Germany, with some of the highest household electricity bills in Europe, is even building new coal-fired power stations following the post-Fukushima decision to close its nuclear plants. In a farce of unintended consequences, some German farmers have recently started replacing crops with wind turbines, taking advantage of generous renewable energy subsidies under the Energiewende. The same policies have simultaneously made gas unprofitable for German utility companies by favouring renewables on the grid.

Fracking has proved to be such an emotive issue that very little discussion about shale’s economic benefits has been able to surface, with the potential for improved energy independence for Europe only recently moving to the foreground. Public outcry in The Netherlands and Germany has made those governments hesitant to exploit their potential reserves, whilst France and even vulnerable Bulgaria have banned fracking altogether. The overall response to shale opportunities from European industry, meanwhile, has been ambiguous at best. Perhaps it will take a resurgent former superpower to wake us up.

Fracking
Fracking is such an emotive issue that little discussion of shale’s economic benefits has surfaced
Credit: Allegro

Will Ukraine prompt a re-think?

The tide is beginning to turn. Speaking in March at an EU-US summit in Brussels, European Commission president Jose Manuel Barroso said that the growing tension with Russia over Crimea serves as a “very strong wake-up call for Europe”. UK prime minister David Cameron has said as much about the need to intensify shale exploration in the wake of the crisis.

Most important of all was Eni’s announcement in April that it would seek to renegotiate all of its long-term natural gas contracts — the first major signal from the industry that Russian dominance of Europe’s energy supply needs to be challenged.

Shale gas has the potential to diversify Europe’s energy mix and minimize our dependence on dominant suppliers. It also promises to boost employment, create investment opportunities and move us off the current path to more and more coal consumption. Without concerted action by the EU that is supported by national governments, Russia will continue to have its way in future energy negotiations.

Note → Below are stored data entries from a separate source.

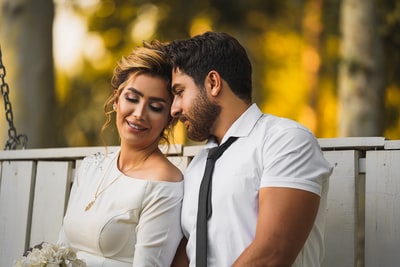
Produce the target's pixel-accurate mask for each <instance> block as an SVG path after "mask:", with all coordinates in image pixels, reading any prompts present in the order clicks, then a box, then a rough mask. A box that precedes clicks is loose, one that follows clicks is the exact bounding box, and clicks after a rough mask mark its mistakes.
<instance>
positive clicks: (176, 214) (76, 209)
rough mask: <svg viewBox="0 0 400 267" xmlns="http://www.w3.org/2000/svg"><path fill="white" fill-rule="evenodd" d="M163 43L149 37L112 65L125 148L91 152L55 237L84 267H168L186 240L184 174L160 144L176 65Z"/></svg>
mask: <svg viewBox="0 0 400 267" xmlns="http://www.w3.org/2000/svg"><path fill="white" fill-rule="evenodd" d="M160 48H161V45H160V44H158V43H154V42H153V43H151V44H149V43H145V44H144V47H140V48H137V49H136V50H134V51H133V52H132V53H131V54H130V55H128V56H127V57H123V58H122V59H121V60H120V62H119V63H118V65H117V67H116V68H115V70H114V75H113V78H112V82H111V84H112V87H113V89H114V92H113V93H112V95H111V96H110V97H109V99H108V100H107V101H106V103H105V105H104V109H105V112H106V115H107V121H106V123H105V124H104V126H103V129H102V133H103V131H104V129H105V128H107V126H109V125H110V123H111V115H112V113H114V112H115V115H116V116H115V117H116V126H117V129H118V133H119V137H120V149H119V150H118V151H117V152H115V153H106V154H96V155H92V156H89V157H86V158H85V159H84V160H83V162H82V163H81V165H80V167H79V170H78V171H77V176H76V178H75V180H74V183H73V187H72V190H71V195H70V199H69V203H68V209H67V212H66V214H65V217H64V222H63V227H62V230H61V232H60V238H59V242H58V243H64V244H67V245H69V246H71V247H74V248H76V249H78V258H80V259H83V260H84V261H86V264H87V266H112V267H118V266H170V264H171V261H172V258H173V257H174V255H175V252H176V248H177V246H178V244H179V241H180V240H181V238H182V233H181V228H180V211H181V201H182V196H183V180H182V179H183V178H182V174H181V172H180V171H179V169H177V168H176V167H175V166H174V165H173V164H172V163H170V162H169V160H168V159H167V158H166V157H165V155H164V154H163V153H162V152H161V151H160V149H159V142H160V141H161V140H167V136H166V133H167V132H168V129H170V128H171V126H172V124H173V121H172V119H171V117H170V115H169V114H170V107H171V103H172V94H171V90H170V82H171V77H170V76H171V68H170V66H169V65H168V64H167V63H166V61H165V60H164V57H163V56H164V55H163V53H162V52H161V49H160Z"/></svg>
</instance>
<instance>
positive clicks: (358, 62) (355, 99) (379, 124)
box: [338, 0, 385, 136]
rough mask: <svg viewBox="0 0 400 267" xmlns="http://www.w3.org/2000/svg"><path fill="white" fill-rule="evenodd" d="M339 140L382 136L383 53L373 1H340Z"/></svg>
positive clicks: (345, 0) (374, 8)
mask: <svg viewBox="0 0 400 267" xmlns="http://www.w3.org/2000/svg"><path fill="white" fill-rule="evenodd" d="M340 22H341V25H340V29H341V32H342V43H341V56H342V58H341V62H340V66H339V81H338V84H339V113H340V114H339V136H382V135H383V126H384V123H383V122H384V88H385V86H384V78H383V77H384V75H383V74H384V73H383V51H382V44H381V40H380V38H379V36H378V31H377V23H376V14H375V8H374V1H373V0H343V1H342V6H341V21H340Z"/></svg>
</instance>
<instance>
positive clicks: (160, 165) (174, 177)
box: [148, 155, 183, 182]
mask: <svg viewBox="0 0 400 267" xmlns="http://www.w3.org/2000/svg"><path fill="white" fill-rule="evenodd" d="M148 170H149V172H150V175H149V177H151V179H152V180H156V181H165V182H180V181H182V180H183V174H182V172H181V171H180V170H179V169H178V167H176V166H175V165H174V164H173V163H172V162H170V161H169V160H168V158H166V157H165V156H164V155H162V156H158V157H155V158H153V159H152V160H151V161H149V165H148Z"/></svg>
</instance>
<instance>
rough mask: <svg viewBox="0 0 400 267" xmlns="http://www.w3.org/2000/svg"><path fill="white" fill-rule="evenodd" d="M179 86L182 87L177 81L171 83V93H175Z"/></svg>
mask: <svg viewBox="0 0 400 267" xmlns="http://www.w3.org/2000/svg"><path fill="white" fill-rule="evenodd" d="M179 87H182V85H181V84H179V83H175V84H173V85H172V87H171V90H172V93H173V94H176V91H177V90H178V89H179Z"/></svg>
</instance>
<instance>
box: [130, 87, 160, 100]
mask: <svg viewBox="0 0 400 267" xmlns="http://www.w3.org/2000/svg"><path fill="white" fill-rule="evenodd" d="M126 89H127V90H129V91H131V92H132V93H134V94H137V95H139V96H140V97H144V94H143V93H142V92H140V91H139V90H137V89H136V88H134V87H128V88H126ZM149 99H150V100H152V101H157V102H164V103H167V101H166V100H165V99H164V98H162V97H155V96H150V97H149Z"/></svg>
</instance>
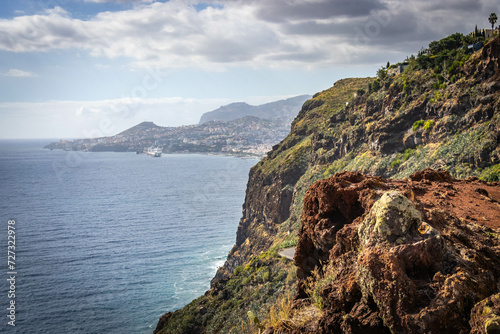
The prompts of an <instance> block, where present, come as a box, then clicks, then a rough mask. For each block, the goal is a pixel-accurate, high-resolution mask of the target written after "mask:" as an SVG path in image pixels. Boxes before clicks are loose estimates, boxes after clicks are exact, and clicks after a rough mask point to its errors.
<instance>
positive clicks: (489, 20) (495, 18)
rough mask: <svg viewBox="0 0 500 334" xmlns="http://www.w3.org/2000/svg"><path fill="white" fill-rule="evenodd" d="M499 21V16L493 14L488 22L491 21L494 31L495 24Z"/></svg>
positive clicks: (491, 13) (491, 28) (495, 14)
mask: <svg viewBox="0 0 500 334" xmlns="http://www.w3.org/2000/svg"><path fill="white" fill-rule="evenodd" d="M497 20H498V17H497V14H495V13H491V14H490V17H489V19H488V21H490V23H491V29H492V30H493V29H494V28H493V27H494V26H495V23H496V22H497Z"/></svg>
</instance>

As a sector stakeholder I have a four-point proposal:

  • Unleash shale gas and oil exploration in Europe now. We need to develop a more varied energy mix and reap the economic and political gains of an expanded domestic industry;
  • Alongside domestic production we also need to find alternative suppliers for gas: arguably from North America, Africa and the eastern Mediterranean;
  • European voters need to be reassured about fracking. An industry code of conduct for exploration, such as that outlined in the IEA’s Golden Rules for a Golden Age of Gas, should be adopted as standard by all companies;
  • To energy companies, utility companies, energy-intensive businesses and derivatives traders, the next five years will be a chaotic time in the market so understanding and managing the risks of shale investments in your portfolios needs to be a top priority

Despite years of success across the pond, European governments at every level have dithered over or obstructed shale exploration. In the face of a resurgent Russia there must now be a concerted effort by the EU and member states to start drilling wells.

Whether European shale gas production could ever replicate what’s happened in North America and wean us off our Russian reliance is simply unknown, but exploration needs to happen now if we’re going to find out.